Xbox makes it possible
Lengyel needed help to make his techniques usable for game developers. Xbox, Microsoft's gaming console due out in late 2001, provides the hardware to power real-time fur rendering. The Xbox houses a special 3D graphics chip that offers performance the other game consoles can't approach. The 6.4 gigabyte per second memory system is fast. The CPU and the graphics processor share 64 megabytes of memory, which is more than any other console. Also, the Xbox supports compressed textures and has a hard drive, so a large number of fur and surface textures can be streamed in as needed. The chip will be able to animate 125 million polygons per second.
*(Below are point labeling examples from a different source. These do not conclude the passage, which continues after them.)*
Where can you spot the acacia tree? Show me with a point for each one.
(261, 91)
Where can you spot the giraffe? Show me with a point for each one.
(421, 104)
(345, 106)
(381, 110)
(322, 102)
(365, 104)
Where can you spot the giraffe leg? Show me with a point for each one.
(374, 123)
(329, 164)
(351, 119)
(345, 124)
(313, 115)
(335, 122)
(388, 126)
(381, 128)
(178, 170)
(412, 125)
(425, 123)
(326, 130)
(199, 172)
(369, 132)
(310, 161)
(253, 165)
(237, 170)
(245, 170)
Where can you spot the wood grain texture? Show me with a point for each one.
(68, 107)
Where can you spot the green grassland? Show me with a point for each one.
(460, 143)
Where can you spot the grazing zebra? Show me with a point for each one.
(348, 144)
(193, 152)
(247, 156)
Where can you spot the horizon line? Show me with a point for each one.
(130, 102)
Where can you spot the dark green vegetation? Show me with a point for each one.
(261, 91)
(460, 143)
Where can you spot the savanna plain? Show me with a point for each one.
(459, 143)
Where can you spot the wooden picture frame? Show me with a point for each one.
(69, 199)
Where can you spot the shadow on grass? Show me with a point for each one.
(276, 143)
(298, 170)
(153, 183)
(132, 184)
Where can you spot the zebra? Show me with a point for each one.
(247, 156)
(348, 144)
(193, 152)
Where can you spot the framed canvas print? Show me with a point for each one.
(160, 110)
In addition, it gives graphics programmers the ability to make their own vertex and pixel shaders. Vertex processing allows detailed movement and facial emotion, while pixel shaders allow artists to mimic reality through altering the lighting and surface effects.
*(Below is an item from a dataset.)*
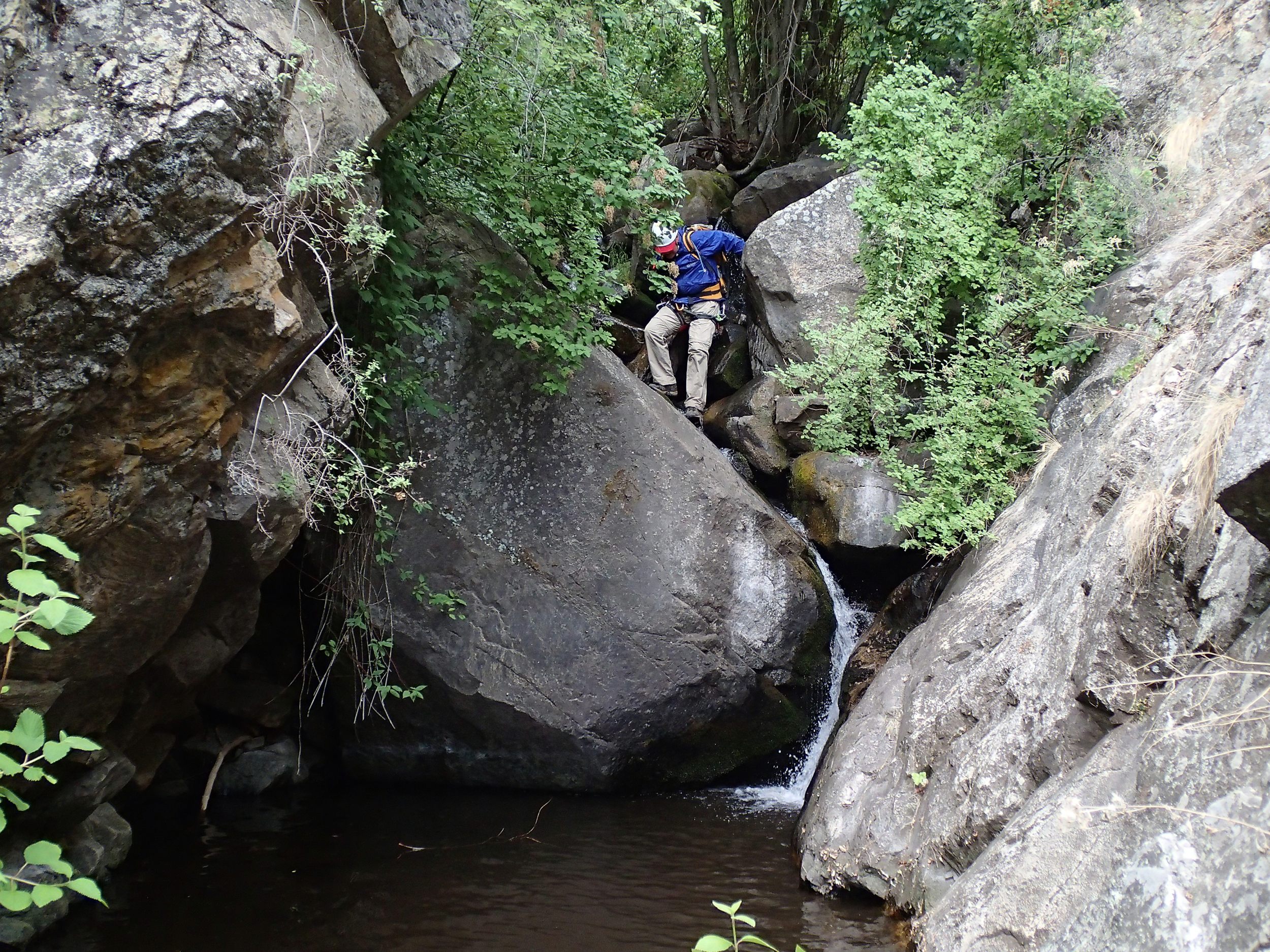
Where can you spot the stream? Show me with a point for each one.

Lengyel explains the Xbox difference, "The graphics performance in the Xbox is so much better, and there's so much more memory on the Xbox. With the vertex shaders and the pixel shaders; we can put our code right down there next to the metal.
"Up until this generation of chip, everything was fixed function, you had one graphics pipeline that you had to use, and so finally with this you can download programs to do just what you want and not all of the extra stuff."
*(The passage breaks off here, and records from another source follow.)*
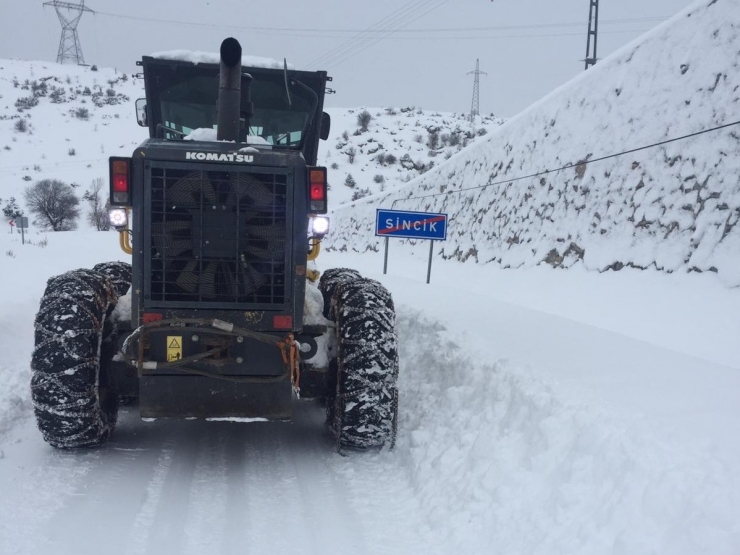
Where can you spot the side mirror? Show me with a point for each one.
(325, 126)
(141, 112)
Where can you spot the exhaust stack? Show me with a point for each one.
(229, 90)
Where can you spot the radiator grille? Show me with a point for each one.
(218, 237)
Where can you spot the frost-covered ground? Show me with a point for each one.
(543, 411)
(673, 208)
Because developers can program their own shaders, they can give games an individual look, instead of having all games look virtually the same. Before the invention of the technology that is going into the Xbox, shader engines were hard-coded into the chip, giving the developers only one look to use.
Someone as interested in hair as Lengyel is just had to invent a graphical blow-dryer. He uses it to study how hair moves naturally. It's an effect that wasn't possible before Xbox allowed him to program his own shaders. He built a model of a furry bunny to experiment on. "The graphics processor is doing all the blow drying so the light source acts as a wind source and you calculate a direction for every triangle represented in the hair. Then you offset it according to its direction toward the light. I blew dry a stuffed animal just to verify the model somewhat. One of my daughters gave me one of her tiniest stuffed animals. I had it in here for a while but then she wanted it back. There went my research tool."
Feel the Fur
Ray Bradbury wrote a story called "The Veldt" about a house that contained an unusual nursery. The nursery walls were a virtual world that the children could control with their thoughts. The children in the story had created an African veldt, complete with virtual lions that were so graphically real that they became living, breathing creatures.
A quote from the book illustrates the power of the illusion: "The lions were coming...so real, so feverishly and startlingly real that you could feel the prickling fur on your hand..." Though Lengyel's real-fur techniques won't bring quite this level of reality to your screen, he hopes to get "one step closer to the best possible tool for the imagination."